Before the switch to focusing medicine on patented drugs there was widespread use of herbal medicines many of which are recognized today as having significant beneficial properties. Medicine also included practices like advising fasting and carbohydrate restriction which recent research indicates are potent tools for problems which modern medicine still struggles to effectively treat such as obesity, diabetes, cancer and heart disease. That’s not to say there wasn’t a lot of quackery and snake oil but I’m not sure things are much better today with doctors commonly pushing drugs like statins with serious side effects after a single bad test result.


(Todd Allen) #18

This is a topic important to me because I went to a top rated university affiliated research hospital for 25 years because I have a supposedly untreatable genetic neuromuscular wasting disease, Kennedy’s disease, and pretty much all they did was measure and track my wasting and increasing disability to the point where I nearly lost my ability to walk at all and was very ripe for death by stroke and pneumonia. After I was able to start reading the research literature through sci-hub and library genesis I discovered there were a huge number of things found potentially beneficial and started trying them despite the warnings of my neurologist. And when I started getting better EMGs and PFTs and everything else it was considered a fluke with no interest in exploring my efforts to see if they could be applicable to others.
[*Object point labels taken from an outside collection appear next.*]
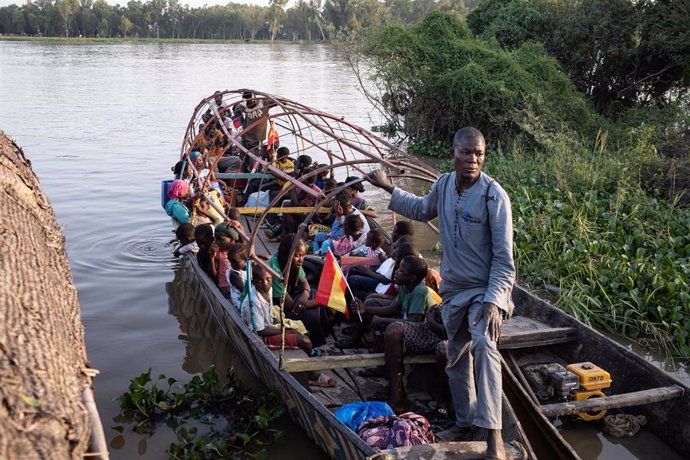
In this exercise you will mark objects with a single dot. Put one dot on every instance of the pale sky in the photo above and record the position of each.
(192, 3)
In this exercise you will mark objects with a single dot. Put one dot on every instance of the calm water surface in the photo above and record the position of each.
(102, 124)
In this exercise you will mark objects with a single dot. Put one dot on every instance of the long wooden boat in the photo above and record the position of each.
(346, 150)
(637, 386)
(538, 333)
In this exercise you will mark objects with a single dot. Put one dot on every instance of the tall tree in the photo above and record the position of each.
(255, 19)
(67, 10)
(276, 14)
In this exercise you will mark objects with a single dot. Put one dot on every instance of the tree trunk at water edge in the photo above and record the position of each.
(43, 366)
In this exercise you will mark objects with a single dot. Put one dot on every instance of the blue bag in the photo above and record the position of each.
(356, 413)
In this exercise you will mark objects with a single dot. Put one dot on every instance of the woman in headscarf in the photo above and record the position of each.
(297, 291)
(174, 207)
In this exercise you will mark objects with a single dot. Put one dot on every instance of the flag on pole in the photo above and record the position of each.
(332, 286)
(272, 136)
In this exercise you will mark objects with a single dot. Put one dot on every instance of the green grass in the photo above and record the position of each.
(582, 222)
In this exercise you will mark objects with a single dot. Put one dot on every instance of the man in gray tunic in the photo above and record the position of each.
(476, 231)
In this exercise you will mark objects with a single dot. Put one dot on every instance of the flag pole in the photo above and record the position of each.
(359, 315)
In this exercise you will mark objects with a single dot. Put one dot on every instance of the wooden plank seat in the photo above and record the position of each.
(469, 450)
(636, 398)
(522, 332)
(230, 176)
(285, 210)
(516, 332)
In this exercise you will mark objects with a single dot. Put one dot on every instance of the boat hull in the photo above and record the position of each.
(668, 420)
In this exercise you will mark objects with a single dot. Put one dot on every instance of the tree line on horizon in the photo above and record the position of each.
(306, 20)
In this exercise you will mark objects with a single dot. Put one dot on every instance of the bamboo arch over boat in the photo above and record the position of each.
(342, 145)
(344, 150)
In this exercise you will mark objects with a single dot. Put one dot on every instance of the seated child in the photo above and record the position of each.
(341, 208)
(233, 214)
(376, 286)
(354, 238)
(185, 235)
(257, 312)
(410, 303)
(381, 277)
(225, 236)
(372, 246)
(203, 234)
(237, 273)
(403, 338)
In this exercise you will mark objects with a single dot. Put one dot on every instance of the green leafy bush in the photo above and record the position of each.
(210, 419)
(435, 77)
(621, 53)
(620, 257)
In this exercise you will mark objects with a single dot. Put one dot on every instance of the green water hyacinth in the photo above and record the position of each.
(210, 419)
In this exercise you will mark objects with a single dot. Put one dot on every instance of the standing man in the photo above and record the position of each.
(476, 231)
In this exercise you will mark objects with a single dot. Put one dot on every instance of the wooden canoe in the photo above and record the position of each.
(348, 149)
(638, 386)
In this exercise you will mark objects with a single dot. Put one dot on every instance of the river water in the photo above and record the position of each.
(102, 124)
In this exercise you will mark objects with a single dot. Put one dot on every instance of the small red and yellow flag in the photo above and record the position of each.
(272, 137)
(332, 286)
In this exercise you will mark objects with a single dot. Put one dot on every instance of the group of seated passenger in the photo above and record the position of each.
(392, 296)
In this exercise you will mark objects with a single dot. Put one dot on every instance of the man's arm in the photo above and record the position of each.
(422, 209)
(502, 272)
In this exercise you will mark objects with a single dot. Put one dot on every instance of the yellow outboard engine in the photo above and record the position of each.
(592, 380)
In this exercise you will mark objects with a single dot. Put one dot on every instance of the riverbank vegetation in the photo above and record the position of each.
(597, 171)
(210, 419)
(306, 20)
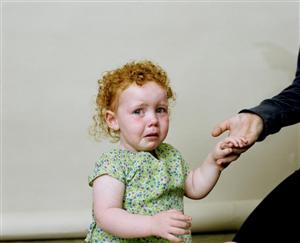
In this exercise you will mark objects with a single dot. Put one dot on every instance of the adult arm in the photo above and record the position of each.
(268, 117)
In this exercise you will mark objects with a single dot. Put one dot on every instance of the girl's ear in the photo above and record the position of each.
(111, 120)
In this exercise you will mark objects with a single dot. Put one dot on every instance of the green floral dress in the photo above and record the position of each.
(152, 185)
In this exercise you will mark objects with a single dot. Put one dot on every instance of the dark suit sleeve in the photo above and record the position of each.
(281, 110)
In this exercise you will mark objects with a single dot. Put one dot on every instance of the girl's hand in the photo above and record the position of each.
(169, 224)
(224, 152)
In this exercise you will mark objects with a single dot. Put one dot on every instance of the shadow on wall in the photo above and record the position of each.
(278, 58)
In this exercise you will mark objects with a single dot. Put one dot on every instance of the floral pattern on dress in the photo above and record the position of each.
(152, 185)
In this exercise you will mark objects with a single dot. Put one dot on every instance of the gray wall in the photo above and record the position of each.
(221, 57)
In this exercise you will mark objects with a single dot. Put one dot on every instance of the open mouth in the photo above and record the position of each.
(152, 135)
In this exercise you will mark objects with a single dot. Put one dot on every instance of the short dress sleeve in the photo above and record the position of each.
(109, 164)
And I’ve found that others have been likewise having individual success with similar approaches to diseases such as MS, Parkinson, Alzheimer’s, etc. but are also struggling to get the word out to an uninterested medical community, a mostly uninterested research community and a public well taught to ignore anecdotes and place their trust in corporations.


#19

This makes me want to puke again. It’s inexcusable.


(Alec) #20

Now I’m really depressed. :rofl::rofl:

But it sounds all too true. Good on you for finding some truths and just DIYing it. :clap::clap:

I have to say, I am learning some serious lessons here that if and when I get any serious disease or medical problem, I ain’t gonna be taking my Drs opinions as known truth… it seems this is not the way to health.


(Todd Allen) #21

I’m still super thankful for modern medicine. A year ago I had an inguinal hernia that after a couple months of waiting for surgery scheduling went critical and sent me to the emergency room. In a few hours I was patched up as good as new. For most of human history it would have been a painful ugly way to die.